Business strategy is how an organization generates value better than its competitors in a given market through:
- A strategic customer vision,
- Performance objectives aligned with the vision, and
- An efficient and repeatable operating model.
Strategic customer vision
A customer vision is a representation of what success looks like. It’s inspiring. It excites people. It’s aspirational and attainable at the same time. But how is a customer vision developed? To answer this question, I will share an example of a recent retail client.
[RetailCo] is one of two dominant players in the space — let’s call the competitor [CompetitorCo]. In fact, through primary research we learned that 93% of the market shops primarily at one (or both) of these top two players for their category needs. We also learned that only about 20% of the market is loyal to one store or the other, meaning there is a large pool of “swing votes” that [RetailCo] has an opportunity to win over. As you might expect, a small portion of the swing voters spend a majority of money in the category, supporting our decision that the biggest opportunity for [RetailCo] is to appeal to the most category-engaged swing voters (defined by spend) — i.e., not CompetitorCo loyalists — in the market. We studied category-engaged swing voters to understand consumers' logic when deciding when to go to either store, assessed brand strength in those dimensions most important to consumer decision making, and built a segmentation scheme based on that decision-making criteria.
The result is a differentiated value proposition for core consumer market segments and an associated customer vision for the most attractive segments.
Simply put, a customer-centric organization must have customer performance objectives and measurable data to support the vision. The ultimate scenario would be individual consumer-level P&L, but in a mass-market world, the more practical scenario includes segment- or microsegment-level P&L. This includes the following metrics, which are individual-/household-/business-level metrics, but should also be contemplated by segment.
- Metrics that the entire organization rallies around: revenue, margin, gross new customers, netcustomers, lost customers, lifetime value (actual and expected).
- Financial metrics across the lifecycle: acquisition rate and cost, cross sell rate and cost, retention rate and cost, conversion rates and timing at different points in the funnel.
- Tactical/Execution-oriented metrics tied to the strategy: brand performance, individual media and channel performance, product performance. The key is that these metrics must be tied to segment performance.
You get what you measure, so manage performance using metrics that support your customer strategy.
An operating model is the way an organization does business to support its strategy. This includes the processes, organizational model and infrastructure needed to deliver on the strategy and the associated performance metrics. To illustrate, I will refer to an insurance client of mine.

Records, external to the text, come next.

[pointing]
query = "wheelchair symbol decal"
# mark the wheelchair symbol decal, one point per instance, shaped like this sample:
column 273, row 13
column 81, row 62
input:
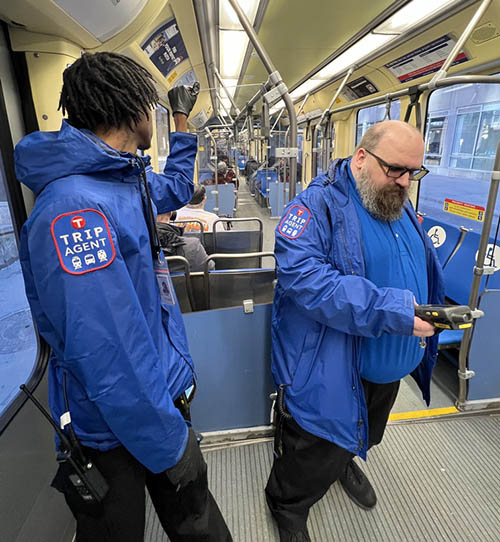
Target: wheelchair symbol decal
column 437, row 235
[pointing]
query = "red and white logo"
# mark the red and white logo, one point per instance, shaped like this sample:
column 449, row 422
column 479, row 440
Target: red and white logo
column 78, row 222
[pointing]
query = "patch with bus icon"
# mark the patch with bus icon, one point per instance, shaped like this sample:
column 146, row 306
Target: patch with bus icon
column 295, row 221
column 83, row 241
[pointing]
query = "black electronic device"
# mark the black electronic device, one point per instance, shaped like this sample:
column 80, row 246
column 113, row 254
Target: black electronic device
column 447, row 316
column 86, row 479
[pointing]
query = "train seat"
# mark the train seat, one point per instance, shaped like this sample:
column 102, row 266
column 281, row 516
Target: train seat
column 230, row 287
column 227, row 199
column 181, row 280
column 450, row 338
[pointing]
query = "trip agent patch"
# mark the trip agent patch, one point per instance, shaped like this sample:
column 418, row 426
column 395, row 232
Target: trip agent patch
column 295, row 221
column 83, row 241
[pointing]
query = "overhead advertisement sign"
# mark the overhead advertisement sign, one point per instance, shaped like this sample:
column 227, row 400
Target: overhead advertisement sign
column 359, row 88
column 424, row 60
column 474, row 212
column 165, row 48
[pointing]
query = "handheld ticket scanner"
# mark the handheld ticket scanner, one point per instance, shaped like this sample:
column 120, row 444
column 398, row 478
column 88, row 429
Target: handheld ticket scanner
column 448, row 316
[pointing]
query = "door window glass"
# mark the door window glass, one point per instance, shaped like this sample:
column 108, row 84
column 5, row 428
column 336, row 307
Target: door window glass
column 18, row 341
column 462, row 134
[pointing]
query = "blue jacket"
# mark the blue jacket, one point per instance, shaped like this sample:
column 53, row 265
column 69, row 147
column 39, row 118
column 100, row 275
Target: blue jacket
column 87, row 265
column 323, row 305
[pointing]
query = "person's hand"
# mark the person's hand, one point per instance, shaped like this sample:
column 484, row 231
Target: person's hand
column 191, row 465
column 183, row 98
column 421, row 328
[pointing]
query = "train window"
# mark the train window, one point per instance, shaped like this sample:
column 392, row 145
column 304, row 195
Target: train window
column 460, row 145
column 18, row 340
column 300, row 145
column 368, row 116
column 162, row 135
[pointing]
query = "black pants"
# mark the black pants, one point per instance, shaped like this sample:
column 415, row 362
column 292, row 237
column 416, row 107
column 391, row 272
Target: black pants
column 308, row 465
column 188, row 515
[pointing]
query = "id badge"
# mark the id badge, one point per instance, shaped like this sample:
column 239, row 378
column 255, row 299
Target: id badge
column 164, row 281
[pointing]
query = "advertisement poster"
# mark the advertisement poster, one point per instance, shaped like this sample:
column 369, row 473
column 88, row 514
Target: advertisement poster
column 165, row 48
column 359, row 88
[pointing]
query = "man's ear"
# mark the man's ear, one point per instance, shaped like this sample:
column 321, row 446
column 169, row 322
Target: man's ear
column 358, row 158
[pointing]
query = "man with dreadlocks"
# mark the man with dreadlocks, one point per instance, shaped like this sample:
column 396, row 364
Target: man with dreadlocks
column 101, row 296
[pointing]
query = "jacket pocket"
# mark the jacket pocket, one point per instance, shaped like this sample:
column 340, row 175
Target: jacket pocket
column 308, row 356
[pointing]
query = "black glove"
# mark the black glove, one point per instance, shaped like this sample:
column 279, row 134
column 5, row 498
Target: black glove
column 182, row 98
column 191, row 466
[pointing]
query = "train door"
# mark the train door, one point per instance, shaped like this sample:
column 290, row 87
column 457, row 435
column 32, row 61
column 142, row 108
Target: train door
column 30, row 510
column 461, row 138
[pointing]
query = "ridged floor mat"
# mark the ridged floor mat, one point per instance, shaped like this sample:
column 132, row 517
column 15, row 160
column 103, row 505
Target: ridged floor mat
column 435, row 481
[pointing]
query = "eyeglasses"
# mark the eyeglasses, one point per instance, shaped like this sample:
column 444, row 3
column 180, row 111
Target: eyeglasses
column 395, row 172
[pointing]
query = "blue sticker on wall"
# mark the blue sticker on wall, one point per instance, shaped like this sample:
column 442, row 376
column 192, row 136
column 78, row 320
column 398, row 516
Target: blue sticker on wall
column 83, row 241
column 295, row 221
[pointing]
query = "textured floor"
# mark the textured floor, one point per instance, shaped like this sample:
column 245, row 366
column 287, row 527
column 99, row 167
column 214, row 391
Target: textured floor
column 435, row 481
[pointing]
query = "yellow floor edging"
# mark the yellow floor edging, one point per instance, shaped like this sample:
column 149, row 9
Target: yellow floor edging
column 422, row 413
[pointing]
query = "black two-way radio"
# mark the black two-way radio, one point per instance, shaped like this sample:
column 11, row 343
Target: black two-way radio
column 88, row 482
column 448, row 316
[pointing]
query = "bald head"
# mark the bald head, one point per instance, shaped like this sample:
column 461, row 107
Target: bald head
column 387, row 146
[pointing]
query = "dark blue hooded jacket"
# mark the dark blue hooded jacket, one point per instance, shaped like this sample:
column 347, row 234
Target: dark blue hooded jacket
column 323, row 305
column 87, row 264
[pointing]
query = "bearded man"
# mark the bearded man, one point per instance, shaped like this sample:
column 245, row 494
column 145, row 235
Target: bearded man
column 353, row 261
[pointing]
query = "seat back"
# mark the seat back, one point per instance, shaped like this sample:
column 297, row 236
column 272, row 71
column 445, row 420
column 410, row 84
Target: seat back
column 229, row 288
column 238, row 241
column 195, row 228
column 180, row 274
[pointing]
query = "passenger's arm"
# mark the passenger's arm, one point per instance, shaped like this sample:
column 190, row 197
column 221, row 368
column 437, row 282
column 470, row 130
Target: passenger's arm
column 106, row 344
column 173, row 188
column 348, row 303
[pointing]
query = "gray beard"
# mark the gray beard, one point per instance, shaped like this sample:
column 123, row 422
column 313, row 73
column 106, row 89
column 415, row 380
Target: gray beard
column 384, row 203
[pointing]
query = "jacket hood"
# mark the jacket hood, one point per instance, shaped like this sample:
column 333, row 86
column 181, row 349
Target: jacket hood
column 43, row 157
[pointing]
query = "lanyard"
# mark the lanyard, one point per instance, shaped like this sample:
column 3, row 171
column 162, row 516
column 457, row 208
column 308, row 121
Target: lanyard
column 154, row 240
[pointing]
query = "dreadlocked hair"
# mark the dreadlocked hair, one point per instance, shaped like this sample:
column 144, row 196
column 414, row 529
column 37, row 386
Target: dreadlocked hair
column 106, row 90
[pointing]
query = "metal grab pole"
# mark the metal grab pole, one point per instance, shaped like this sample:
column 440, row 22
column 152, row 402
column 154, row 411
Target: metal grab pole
column 277, row 119
column 275, row 78
column 461, row 40
column 337, row 93
column 216, row 176
column 228, row 94
column 225, row 109
column 463, row 371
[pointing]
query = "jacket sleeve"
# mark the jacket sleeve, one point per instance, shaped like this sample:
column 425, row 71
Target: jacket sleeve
column 106, row 344
column 348, row 303
column 173, row 188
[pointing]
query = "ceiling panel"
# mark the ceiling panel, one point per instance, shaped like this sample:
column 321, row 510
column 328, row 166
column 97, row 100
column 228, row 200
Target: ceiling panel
column 298, row 35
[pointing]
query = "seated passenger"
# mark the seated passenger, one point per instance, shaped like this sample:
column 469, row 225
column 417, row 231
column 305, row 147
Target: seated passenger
column 174, row 244
column 195, row 211
column 250, row 167
column 224, row 175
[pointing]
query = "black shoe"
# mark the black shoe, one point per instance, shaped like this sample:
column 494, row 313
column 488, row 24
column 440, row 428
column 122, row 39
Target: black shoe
column 357, row 486
column 294, row 536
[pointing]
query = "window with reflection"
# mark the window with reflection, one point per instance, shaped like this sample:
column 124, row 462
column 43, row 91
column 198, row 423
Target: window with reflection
column 162, row 135
column 319, row 149
column 434, row 140
column 461, row 137
column 18, row 340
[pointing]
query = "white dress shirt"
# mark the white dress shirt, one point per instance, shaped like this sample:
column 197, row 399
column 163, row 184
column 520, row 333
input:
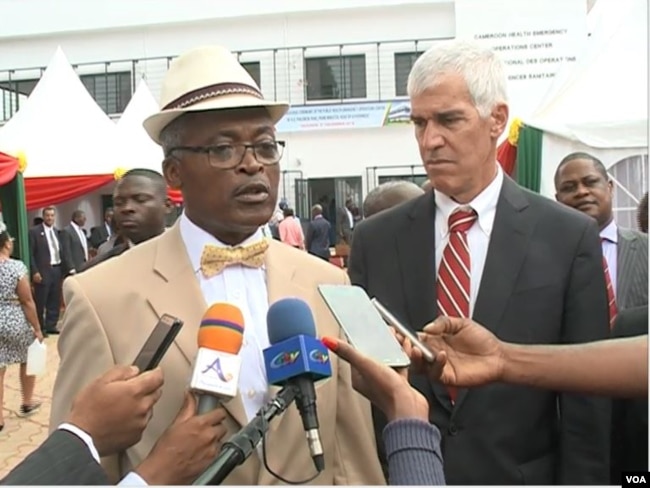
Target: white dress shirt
column 609, row 236
column 82, row 238
column 131, row 479
column 53, row 244
column 478, row 236
column 246, row 288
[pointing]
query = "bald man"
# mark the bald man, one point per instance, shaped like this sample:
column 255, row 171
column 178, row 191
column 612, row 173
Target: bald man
column 388, row 195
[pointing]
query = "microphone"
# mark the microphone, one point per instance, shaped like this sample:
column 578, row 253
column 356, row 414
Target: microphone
column 296, row 359
column 216, row 369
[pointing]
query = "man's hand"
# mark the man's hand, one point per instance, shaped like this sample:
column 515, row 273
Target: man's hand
column 386, row 388
column 186, row 448
column 473, row 355
column 115, row 409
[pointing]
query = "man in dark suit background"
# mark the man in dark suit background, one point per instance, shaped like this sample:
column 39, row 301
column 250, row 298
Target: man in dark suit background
column 99, row 426
column 582, row 182
column 75, row 241
column 630, row 417
column 100, row 234
column 141, row 207
column 317, row 239
column 479, row 246
column 48, row 262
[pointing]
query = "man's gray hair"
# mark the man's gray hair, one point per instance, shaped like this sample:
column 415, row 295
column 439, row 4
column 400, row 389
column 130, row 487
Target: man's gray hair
column 480, row 67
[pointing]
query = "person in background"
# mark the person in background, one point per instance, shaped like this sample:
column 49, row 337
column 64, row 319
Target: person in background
column 75, row 242
column 582, row 182
column 141, row 205
column 19, row 324
column 388, row 195
column 290, row 230
column 642, row 214
column 317, row 241
column 481, row 246
column 101, row 233
column 629, row 450
column 48, row 260
column 97, row 426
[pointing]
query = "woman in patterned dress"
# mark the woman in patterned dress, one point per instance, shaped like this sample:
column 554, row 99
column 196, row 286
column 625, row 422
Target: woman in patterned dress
column 18, row 323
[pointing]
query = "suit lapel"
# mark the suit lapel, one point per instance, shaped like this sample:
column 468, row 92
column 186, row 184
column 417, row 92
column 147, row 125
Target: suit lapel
column 625, row 269
column 511, row 232
column 417, row 258
column 416, row 255
column 178, row 293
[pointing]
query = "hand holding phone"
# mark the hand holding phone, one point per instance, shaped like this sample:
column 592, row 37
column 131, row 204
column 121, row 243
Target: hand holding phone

- Processes are the activities and task needed to achieve a specific outcome. They are typically classified into management processes (e.g. governance, benefits realization planning), operational processes (e.g. marketing, sales, service) and supporting processes (e.g. accounting, HR). Our focus at [InsuranceCo] is on Connected CRM processes – customer portfolio optimization, segment strategy, program strategy, program development and execution, and measurement, attribution, budgeting and forecasting.
- Organization refers to the people needed to support processes, how they are structured and managed in terms of incentives and management to empower behavior that maximizes customer value, how they interact to deliver on the process model. Another area, one of my favorites, is the customer centric culture – the rituals, routines, stories, and symbols that emphasize the importance of the customer. For this, [InsuranceCo] has a fully dedicated vice president of segments and segment strategy to sit across the table from the VP of product.
- Technical infrastructure is the platform to support people and processes – to enable data to be gathered, insight to be mined, and differentiated treatments applied across the enterprise. It’s efficacy is only as good as those business processes used to define the technical requirements.
Without an operating model, a customer vision is not sustainable.
The success of a business strategy depends at least in part on the combined and individual strength of its components. If the vision is realistically aspirational, the objectives measurably aligned with that vision, and the underlying operations model efficient enough to sustain it all, the organization has a better chance of realizing those lofty goals.